NOTICE: The SLGS rate table for December 9, 2014 contained some incorrect values. The Bureau of the Fiscal Service, Special Investment Branch is publishing a corrected SLGS table for December 9, 2014 and is also contacting SLGS investors that were impacted by this error.

 

The State and Local Government Series (SLGS) securities program was established in 1972 as the result of federal legislation enacted in 1969 which restricted state and local governments from earning arbitrage profits by investing bond proceeds in higher yielding investments.

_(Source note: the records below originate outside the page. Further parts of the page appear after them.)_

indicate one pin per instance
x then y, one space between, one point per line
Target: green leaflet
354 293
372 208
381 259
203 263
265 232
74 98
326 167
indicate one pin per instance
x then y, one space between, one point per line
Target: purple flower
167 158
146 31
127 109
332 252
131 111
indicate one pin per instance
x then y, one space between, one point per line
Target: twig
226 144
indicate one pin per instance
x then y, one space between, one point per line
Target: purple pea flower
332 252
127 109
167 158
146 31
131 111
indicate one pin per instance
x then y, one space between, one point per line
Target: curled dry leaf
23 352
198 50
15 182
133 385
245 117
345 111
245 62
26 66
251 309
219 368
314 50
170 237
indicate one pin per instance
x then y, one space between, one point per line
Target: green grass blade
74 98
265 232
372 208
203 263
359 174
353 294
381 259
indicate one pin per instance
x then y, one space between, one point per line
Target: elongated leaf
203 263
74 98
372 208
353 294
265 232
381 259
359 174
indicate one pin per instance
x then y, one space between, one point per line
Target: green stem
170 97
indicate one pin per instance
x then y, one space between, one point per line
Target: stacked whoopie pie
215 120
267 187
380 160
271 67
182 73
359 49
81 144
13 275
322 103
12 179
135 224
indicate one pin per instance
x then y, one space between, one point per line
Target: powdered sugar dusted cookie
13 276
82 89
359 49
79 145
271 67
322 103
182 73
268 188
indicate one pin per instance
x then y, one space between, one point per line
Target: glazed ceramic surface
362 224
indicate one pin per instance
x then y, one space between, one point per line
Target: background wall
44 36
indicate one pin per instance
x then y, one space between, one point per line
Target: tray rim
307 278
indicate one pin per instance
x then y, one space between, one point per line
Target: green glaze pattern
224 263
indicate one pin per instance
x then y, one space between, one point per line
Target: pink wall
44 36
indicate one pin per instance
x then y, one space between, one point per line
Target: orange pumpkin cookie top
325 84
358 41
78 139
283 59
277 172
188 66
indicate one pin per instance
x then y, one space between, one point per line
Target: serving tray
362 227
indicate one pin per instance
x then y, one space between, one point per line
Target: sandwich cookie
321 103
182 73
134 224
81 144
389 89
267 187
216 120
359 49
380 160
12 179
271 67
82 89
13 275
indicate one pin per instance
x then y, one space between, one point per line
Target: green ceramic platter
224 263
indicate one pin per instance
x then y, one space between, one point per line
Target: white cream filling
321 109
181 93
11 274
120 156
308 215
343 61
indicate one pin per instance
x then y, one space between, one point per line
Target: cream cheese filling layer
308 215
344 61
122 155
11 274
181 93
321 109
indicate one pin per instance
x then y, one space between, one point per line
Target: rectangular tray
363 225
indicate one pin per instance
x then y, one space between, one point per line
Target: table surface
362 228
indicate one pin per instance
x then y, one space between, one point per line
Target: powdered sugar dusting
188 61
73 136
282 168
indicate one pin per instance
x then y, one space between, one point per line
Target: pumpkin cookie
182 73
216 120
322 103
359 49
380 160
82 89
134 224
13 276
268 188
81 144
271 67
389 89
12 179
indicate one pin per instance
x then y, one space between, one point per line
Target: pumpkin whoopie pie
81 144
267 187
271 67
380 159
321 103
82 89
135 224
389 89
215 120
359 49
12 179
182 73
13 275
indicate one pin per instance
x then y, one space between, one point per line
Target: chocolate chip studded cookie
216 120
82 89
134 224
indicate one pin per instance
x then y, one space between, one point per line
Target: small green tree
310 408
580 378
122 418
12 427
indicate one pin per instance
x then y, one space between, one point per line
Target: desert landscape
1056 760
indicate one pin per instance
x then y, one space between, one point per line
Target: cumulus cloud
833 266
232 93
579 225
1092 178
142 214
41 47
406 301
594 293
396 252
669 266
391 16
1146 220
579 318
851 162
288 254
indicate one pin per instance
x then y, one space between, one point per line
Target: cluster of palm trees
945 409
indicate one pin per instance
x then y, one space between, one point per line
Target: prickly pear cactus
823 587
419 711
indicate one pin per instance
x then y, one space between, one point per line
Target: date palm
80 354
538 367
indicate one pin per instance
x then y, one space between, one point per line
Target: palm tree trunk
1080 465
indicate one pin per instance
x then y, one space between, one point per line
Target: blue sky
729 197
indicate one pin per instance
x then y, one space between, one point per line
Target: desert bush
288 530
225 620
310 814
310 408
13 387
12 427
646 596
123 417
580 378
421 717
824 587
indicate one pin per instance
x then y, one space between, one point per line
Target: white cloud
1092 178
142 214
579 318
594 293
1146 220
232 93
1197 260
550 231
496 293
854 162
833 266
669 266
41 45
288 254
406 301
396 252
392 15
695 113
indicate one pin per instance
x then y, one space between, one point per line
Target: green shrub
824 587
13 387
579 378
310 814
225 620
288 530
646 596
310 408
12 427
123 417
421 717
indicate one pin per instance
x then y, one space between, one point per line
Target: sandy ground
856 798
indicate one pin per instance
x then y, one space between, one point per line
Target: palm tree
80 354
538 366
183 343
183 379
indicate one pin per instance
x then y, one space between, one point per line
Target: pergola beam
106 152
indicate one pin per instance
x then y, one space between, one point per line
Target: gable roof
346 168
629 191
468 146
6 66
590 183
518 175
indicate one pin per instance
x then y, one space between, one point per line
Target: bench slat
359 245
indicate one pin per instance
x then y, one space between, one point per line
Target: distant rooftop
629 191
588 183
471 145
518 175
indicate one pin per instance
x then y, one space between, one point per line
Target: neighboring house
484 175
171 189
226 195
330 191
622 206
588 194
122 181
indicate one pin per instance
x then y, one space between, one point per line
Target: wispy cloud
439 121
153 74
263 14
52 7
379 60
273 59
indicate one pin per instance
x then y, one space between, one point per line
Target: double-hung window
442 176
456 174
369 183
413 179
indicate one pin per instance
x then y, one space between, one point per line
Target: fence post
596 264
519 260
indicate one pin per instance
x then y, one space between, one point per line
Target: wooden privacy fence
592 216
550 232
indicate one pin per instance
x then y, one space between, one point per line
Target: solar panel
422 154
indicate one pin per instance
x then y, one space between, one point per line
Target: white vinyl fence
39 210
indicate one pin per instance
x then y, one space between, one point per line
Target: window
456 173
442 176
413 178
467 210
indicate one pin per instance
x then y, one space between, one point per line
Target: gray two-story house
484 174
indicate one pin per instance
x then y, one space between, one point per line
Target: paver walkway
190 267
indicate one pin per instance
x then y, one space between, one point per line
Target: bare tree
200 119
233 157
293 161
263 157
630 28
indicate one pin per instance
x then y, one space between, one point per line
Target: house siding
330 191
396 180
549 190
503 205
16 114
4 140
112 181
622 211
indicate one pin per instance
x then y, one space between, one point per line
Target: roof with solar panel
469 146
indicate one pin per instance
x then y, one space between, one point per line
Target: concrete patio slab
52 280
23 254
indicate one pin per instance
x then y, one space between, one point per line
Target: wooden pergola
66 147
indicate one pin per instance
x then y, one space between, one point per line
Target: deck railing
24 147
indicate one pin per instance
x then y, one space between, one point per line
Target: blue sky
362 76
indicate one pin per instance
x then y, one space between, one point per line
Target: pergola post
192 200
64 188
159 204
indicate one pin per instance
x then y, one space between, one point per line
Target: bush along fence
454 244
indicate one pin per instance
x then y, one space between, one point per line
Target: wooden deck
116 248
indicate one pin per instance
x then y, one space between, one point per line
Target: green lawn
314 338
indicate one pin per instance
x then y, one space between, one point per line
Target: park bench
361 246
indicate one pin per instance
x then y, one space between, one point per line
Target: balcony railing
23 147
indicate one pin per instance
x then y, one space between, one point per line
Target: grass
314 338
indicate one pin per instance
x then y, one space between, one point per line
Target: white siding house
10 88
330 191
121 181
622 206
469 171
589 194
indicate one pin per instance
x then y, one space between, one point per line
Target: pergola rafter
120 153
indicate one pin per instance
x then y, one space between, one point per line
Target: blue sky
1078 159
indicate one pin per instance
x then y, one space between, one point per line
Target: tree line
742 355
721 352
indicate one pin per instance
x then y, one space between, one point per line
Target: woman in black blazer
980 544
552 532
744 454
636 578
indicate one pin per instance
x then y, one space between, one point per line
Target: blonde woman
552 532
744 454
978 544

In 1992, SLGS were centralized within the Special Investments Branch (SIB) of the Office of Public Debt Accounting in Parkersburg, WV.

  • SLGS securities are offered for sale to issuers of state and local government tax-exempt debt to assist with compliance of yield restriction or arbitrage rebate provisions of the Internal Revenue Code.
  • Subscribers may invest in time deposit or demand deposit types of securities.
  • All SLGS securities are issued in book-entry form and are non-marketable.

Time Deposit SLGS

  • The securities are issued as Certificates of Indebtedness, Notes, or Bonds.
  • Maturity length can be 15 days up to 40 years.
  • The interest rate earned on time deposit securities is one basis point below the current estimated Treasury borrowing rate for a security of comparable maturity. See Daily Rate Table.

Demand Deposit SLGS

  • The SLGS demand deposit security is a one-day certificate of indebtedness.
  • The principal and daily accrued interest are automatically rolled over each day until redemption is requested.
  • The interest rate on SLGS demand deposit securities is based on an adjustment of the average yield in the most recent auction of the 13-week Treasury bills.

Purchasing SLGS

Subscribers purchase SLGS securities by using SLGSafe, our secure Internet application for managing your SLGS portfolio.

Funds for purchasing the security are sent through the Fedwire Funds Transfer system (Fedwire) on the issue date. Scheduled interest and redemption payments are paid through Automated Clearing House (ACH). Fedwire pays some of the proceeds of redemptions requested before maturity.